What are the best ways to evaluate research? This question has received renewed interest in both the United Kingdom and the Netherlands. The dynamics in research, the increased availability of data about research, as well as the rise of the web as infrastructure for research leads to regular revisiting this question. The UK funding agency HEFCE has installed a Steering Group to evaluate the evidence on the potential role of performance metrics in the next instalment of the Research Excellence Framework. The British ministry of science suspects that metrics may help to alleviate the pressure of the large-scale assessment exercise on the research community. In the Netherlands, a new Standard Evaluation Protocol has been published in which the number of publications is no longer an independent criterion for the performance of research groups. Like the British, the Dutch are putting much more emphasis on societal relevance than in the previous assessment protocols. However, whereas the British are exploring new ways to make the best use of metrics, the Dutch pressure group Science in Transition is calling for an end to the bibliometric measurement of research performance.
In 2010 (three years before Science in Transition was launched), we started to formulate our new CWTS research programme and we took a different perspective to research evaluation. We defined the key issue not as a problem of too many or too little indicators. Neither do we think that using the wrong indicators (either bibliometric or peer review based) is the fundamental problem, although misinterpretation or misuse of indicators certainly does happen. The most important issue is the emergence of a more fundamental gap between on the one hand the dominant criteria in scientific quality control (in peer review as well as in metrics approaches), and on the other hand the new roles of research in society. This was the main point of departure for the ACUMEN project, which aimed to address this gap (and has recently delivered its report to the European Commission).
This “evaluation gap” results in discrepancies at two levels. First, research has a variety of missions: to produce knowledge for its own sake; to help define and solve economic and social problems; to create the knowledge base for further technological and social innovation; and to give meaning to actual cultural and social developments. These different missions are strongly interrelated and can often be served within one research project. Yet, they do require different forms of communication and articulation work. The work needed to accomplish these missions is certainly not limited to the publication of articles in specialized scientific journals. Yet, it is this type of work that figures most prominently in research evaluations. This has the paradoxical effect that the requirements to be more active in “valorization” and other forms of society-oriented scientific work is piled on top of the requirement to be excellent in publishing high impact articles and books. No wonder a lot of Dutch researchers regularly show signs of burn out (Tijdink, Rijcke, Vinkers, Smulders, & Wouters, 2014; Tijdink, Vergouwen, & Smulders, 2012). Hence, there is a need for diversification of quality criteria and a more refined set of evaluation criteria that take into account the real research mission of the group or institute that is being evaluated (instead of an ideal-typical research mission that is actually not much more than a pipe dream).
Second, research has become a huge enterprise with enormous amounts of research results and an increased complexity of interdisciplinary connections between fields.

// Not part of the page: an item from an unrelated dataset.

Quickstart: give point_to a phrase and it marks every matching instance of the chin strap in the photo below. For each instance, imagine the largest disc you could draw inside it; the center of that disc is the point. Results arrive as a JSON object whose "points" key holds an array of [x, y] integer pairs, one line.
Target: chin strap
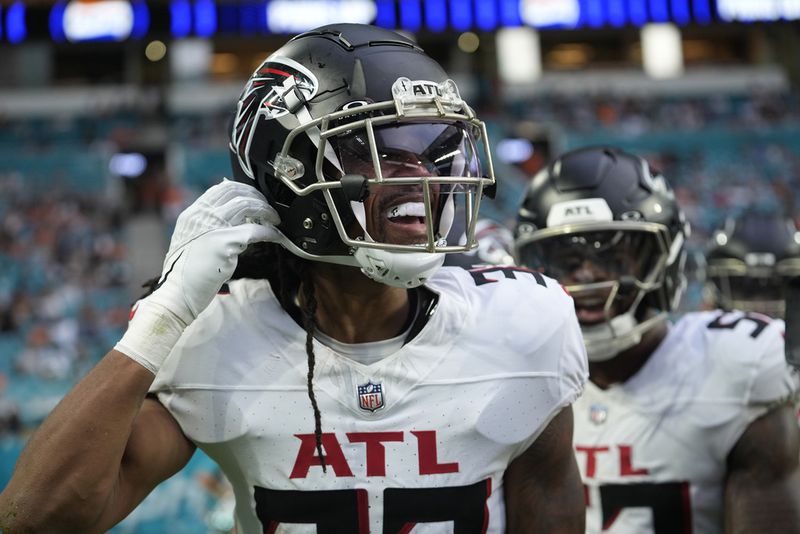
{"points": [[605, 341], [398, 269]]}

The current routines in peer review cannot keep up with this vast increase in scale and complexity. Sometimes there is a lack of sufficient numbers of peers to check the quality of the new research. In addition, new forms of peer review of data quality are in increasing demand. A number of experiments with new forms of review to address these issues have been developed in response to these challenges. A common solution in massive review exercises (such as the REF in the UK or the judgement of large EU programmes) is the bucreaucratization of peer review. This effectively turns the substantive orientation of peer expert judgment into a procedure in which the main role of experts is ticking boxes and checking whether the researchers have fulfilled their procedural requirements. Will this in the long run undermine the nature of peer review in science? We do not really know.

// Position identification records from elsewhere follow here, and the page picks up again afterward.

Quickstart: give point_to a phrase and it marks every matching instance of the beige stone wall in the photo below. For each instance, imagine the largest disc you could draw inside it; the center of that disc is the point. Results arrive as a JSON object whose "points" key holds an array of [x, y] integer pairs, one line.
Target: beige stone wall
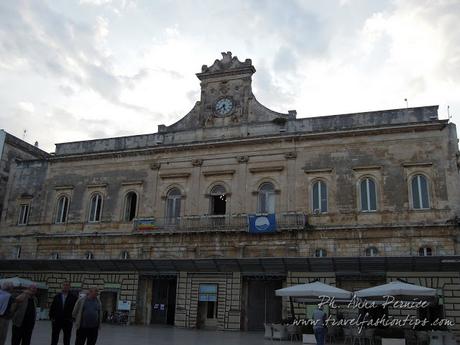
{"points": [[229, 294], [389, 241], [128, 281], [292, 165]]}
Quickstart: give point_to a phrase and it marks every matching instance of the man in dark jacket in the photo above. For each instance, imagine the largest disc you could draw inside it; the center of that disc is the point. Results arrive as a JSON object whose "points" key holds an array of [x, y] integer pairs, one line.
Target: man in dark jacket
{"points": [[61, 314], [24, 318]]}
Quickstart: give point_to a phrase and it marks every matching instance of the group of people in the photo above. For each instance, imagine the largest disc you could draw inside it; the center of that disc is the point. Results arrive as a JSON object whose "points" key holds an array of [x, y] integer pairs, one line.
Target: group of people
{"points": [[65, 311]]}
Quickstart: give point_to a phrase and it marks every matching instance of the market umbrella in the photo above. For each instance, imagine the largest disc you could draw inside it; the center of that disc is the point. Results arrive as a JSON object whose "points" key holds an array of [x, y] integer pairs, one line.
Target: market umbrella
{"points": [[22, 282], [312, 291], [396, 288]]}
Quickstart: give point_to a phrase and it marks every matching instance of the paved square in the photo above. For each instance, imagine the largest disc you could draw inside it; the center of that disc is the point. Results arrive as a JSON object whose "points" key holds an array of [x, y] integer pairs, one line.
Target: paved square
{"points": [[155, 335]]}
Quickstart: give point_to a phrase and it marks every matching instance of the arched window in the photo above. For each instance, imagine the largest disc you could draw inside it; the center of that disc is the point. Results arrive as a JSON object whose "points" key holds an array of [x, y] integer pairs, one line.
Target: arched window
{"points": [[24, 211], [320, 253], [424, 251], [420, 197], [173, 200], [266, 200], [319, 197], [368, 195], [62, 209], [371, 251], [95, 208], [130, 207], [218, 200]]}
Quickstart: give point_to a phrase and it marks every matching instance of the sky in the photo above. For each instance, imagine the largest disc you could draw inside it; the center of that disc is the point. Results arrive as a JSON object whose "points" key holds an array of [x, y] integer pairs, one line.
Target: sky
{"points": [[87, 69]]}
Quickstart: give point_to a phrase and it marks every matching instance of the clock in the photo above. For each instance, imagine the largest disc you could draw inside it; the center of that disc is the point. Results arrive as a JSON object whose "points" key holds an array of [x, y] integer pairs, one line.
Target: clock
{"points": [[224, 106]]}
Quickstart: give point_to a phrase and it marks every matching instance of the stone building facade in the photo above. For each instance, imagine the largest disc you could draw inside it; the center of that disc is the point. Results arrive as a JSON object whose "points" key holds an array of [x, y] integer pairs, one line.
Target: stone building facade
{"points": [[161, 220]]}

A possible way forward would be to re-assess the balance between qualitative and quantitative judgement of quality and impact. The fact that the management of large scientific organizations require lots of empirical evidence and therefore also quantitative indicators, does not mean that these indicators should inevitably be leading. The fact that the increased social significance of scientific and scholarly research means that researchers should be evaluated, does not mean that evaluation should always be a formalized procedure in which the researchers participate only willy-nilly. According to the Danish economist Peter Dahler-Larsen, the key characteristic of “the evaluation society” is that evaluation has become a profession in itself and has become detached from the primary process that it evaluates (Dahler-Larsen, 2012). We are dealing with “evaluation machines”, he argues. The main operation of these machines is to make everything “fit to be evaluated”. Because of this social technology, individual researchers or individual research groups are not able to evade evaluation without jeopardizing their career. At the same time, there is also a good non-Foucauldian reason for evaluation: evaluation is part of the democratic accountability of science.
This may be the key point in re-thinking our research evaluation systems. We must solve a dilemma: on the one hand we need evaluation machines because science has become too important and too complex to do without, and on the other hand evaluation machines tend to start to lead a life of their own and reshape the dynamics of research in potentially harmful ways. Therefore, we need to re-establish the connection between evaluation machines in science and the expert evaluation that is already driving the primary process of knowledge creation. In other words, it is fine that research evaluation has become so professionalized that we have specialized experts in addition to the researchers involved. But this evaluation machine should be organized in such a way that the evaluation process becomes a valuable component of the very process of knowledge creation that it wants to evaluate. This, I think, is the key challenge for both the new Dutch evaluation protocol and the British REF.
Would it be possible to enjoy this type of evaluation?
Dahler-Larsen, P. (2012). The Evaluation Society (p. 280). Stanford University Press. Retrieved from http://www.amazon.com/The-Evaluation-Society-Peter-Dahler-Larsen/dp/080477692X
Tijdink, J. K., Rijcke, S. De, Vinkers, C. H., Smulders, Y. M., & Wouters, P. (2014). Publicatiedrang en citatiestress. Nederlands Tijdschrift Voor Geneeskunde, 158, A7147.
Tijdink, J. K., Vergouwen, A. C. M., & Smulders, Y. M. (2012). De gelukkige wetenschapper. Nederlands Tijdschrift Voor Geneeskunde, 156, 1–5.